Last but not least, fans are starting to see the consequences of this unregulated money affect not only their clubs in the boardroom but also the players on the field. Player transfers with giant contracts are now commonplace, and these paychecks are handed not just to hardened veterans but to inexperienced youths. Inevitably, this will shift soccer’s young talents to prioritize money over club passion and loyalty––benefiting players, but proving detrimental to team performance. For example, Chelsea’s squad, where the majority of players are under the age of 25 and have astronomical paychecks, just suffered their worst finish in the Premier League in seven years. Their domestic competitors at Manchester United are also suffering currently and just sparked controversy when their manager Erik ten Hag publicly criticized the highest-paid player, the young winger Jadon Sancho, for lack of effort in training. In France, fans of Olympique Lyonnais openly berated their players after a 4-1 loss to PSG that saw them fall to last place in the league. What made soccer a unique and unifying sport was the core belief that a club’s servitude to its fans should always come first above all else. Unfortunately, these values are slowly dying due to the increasing influence of money, and it is undeniable that the handling of FFP had a part to play in it.

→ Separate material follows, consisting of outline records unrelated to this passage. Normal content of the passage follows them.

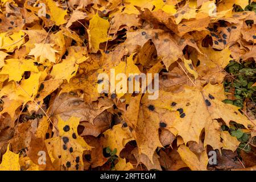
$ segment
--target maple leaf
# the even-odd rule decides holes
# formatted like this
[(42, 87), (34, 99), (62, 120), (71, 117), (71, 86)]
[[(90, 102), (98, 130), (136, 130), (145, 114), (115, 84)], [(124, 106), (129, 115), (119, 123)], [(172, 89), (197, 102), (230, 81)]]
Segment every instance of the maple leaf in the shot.
[(123, 128), (121, 124), (114, 126), (113, 129), (106, 130), (103, 134), (105, 138), (104, 147), (109, 147), (112, 151), (116, 148), (117, 156), (127, 143), (134, 139), (129, 129)]
[(126, 163), (125, 159), (119, 158), (118, 162), (115, 165), (115, 169), (117, 171), (130, 171), (133, 169), (133, 166), (130, 162)]
[[(69, 82), (69, 80), (76, 74), (79, 68), (75, 59), (64, 59), (62, 62), (53, 66), (51, 75), (55, 80), (65, 79)], [(63, 70), (63, 72), (60, 72)]]
[(82, 152), (91, 147), (77, 134), (80, 119), (72, 117), (58, 121), (58, 136), (45, 140), (49, 155), (57, 168), (66, 170), (83, 169)]
[(208, 163), (208, 157), (206, 151), (202, 152), (199, 159), (188, 147), (183, 144), (179, 146), (177, 152), (183, 161), (192, 170), (207, 170), (207, 167)]
[(53, 1), (46, 0), (46, 3), (51, 12), (51, 19), (55, 22), (56, 25), (60, 26), (67, 22), (64, 18), (67, 14), (67, 10), (59, 7)]
[(35, 47), (30, 51), (29, 55), (35, 56), (36, 60), (39, 58), (39, 63), (43, 63), (47, 59), (51, 62), (56, 62), (55, 53), (58, 51), (52, 48), (53, 44), (43, 43), (34, 44)]
[[(245, 127), (250, 125), (250, 121), (238, 111), (238, 107), (222, 102), (225, 99), (222, 85), (208, 84), (203, 90), (185, 87), (183, 92), (175, 94), (160, 89), (159, 98), (155, 101), (147, 100), (144, 97), (142, 100), (144, 106), (142, 109), (145, 113), (144, 115), (147, 117), (144, 122), (151, 121), (150, 126), (144, 127), (148, 130), (151, 128), (151, 134), (154, 130), (155, 135), (158, 135), (159, 123), (166, 123), (167, 129), (175, 128), (177, 130), (177, 134), (183, 138), (185, 143), (191, 140), (199, 142), (201, 132), (205, 128), (204, 145), (209, 144), (214, 149), (220, 149), (222, 144), (220, 142), (220, 126), (215, 119), (222, 118), (227, 126), (229, 126), (230, 121)], [(147, 114), (148, 113), (150, 114)], [(154, 125), (152, 124), (153, 121)], [(151, 148), (152, 147), (156, 148), (159, 142), (156, 138), (148, 140), (150, 138), (152, 137), (146, 137), (147, 142), (137, 142), (142, 152), (151, 158)], [(156, 143), (154, 146), (153, 140)]]
[(0, 171), (20, 171), (19, 164), (19, 154), (16, 154), (10, 151), (10, 144), (8, 144), (6, 152), (3, 156), (0, 164)]
[(25, 43), (24, 32), (19, 31), (11, 35), (6, 33), (0, 34), (0, 49), (5, 49), (8, 52), (13, 52), (16, 48), (19, 48)]
[(2, 68), (0, 74), (7, 74), (9, 76), (9, 81), (19, 81), (22, 78), (22, 75), (26, 71), (31, 71), (35, 73), (39, 72), (32, 60), (19, 60), (18, 59), (10, 59), (5, 60), (6, 64)]

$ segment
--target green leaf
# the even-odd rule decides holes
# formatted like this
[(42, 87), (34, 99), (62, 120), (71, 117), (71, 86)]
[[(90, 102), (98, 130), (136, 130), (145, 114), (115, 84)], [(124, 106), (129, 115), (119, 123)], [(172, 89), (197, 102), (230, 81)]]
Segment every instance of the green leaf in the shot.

To conclude, the FFP regulations set by UEFA have been a giant mess that have detrimentally impacted European soccer. From restricting success in smaller teams to failing to earnestly address the issues of debt and financial doping, it is clear that this current version of FFP is not the direction that the administration of the sport wants to be heading in. UEFA must consider removing FFP altogether, as the organization has shown repeatedly with their inept handling of rule-breaching clubs that financial parity is not important to them. On the other hand, if UEFA are truly serious about these goals, then they should amend their rules so that a level playing field is provided for teams and stricter jurisdictions are implemented that will enforce said laws. However, given the many corruption scandals UEFA and its supervising organization FIFA have found themselves in, it is unlikely that any significant amendments will happen. For now, the soccer world can only patiently wait in the hope that the consequences of these actions do not escalate to the point that they uproot the beautiful game as we know it.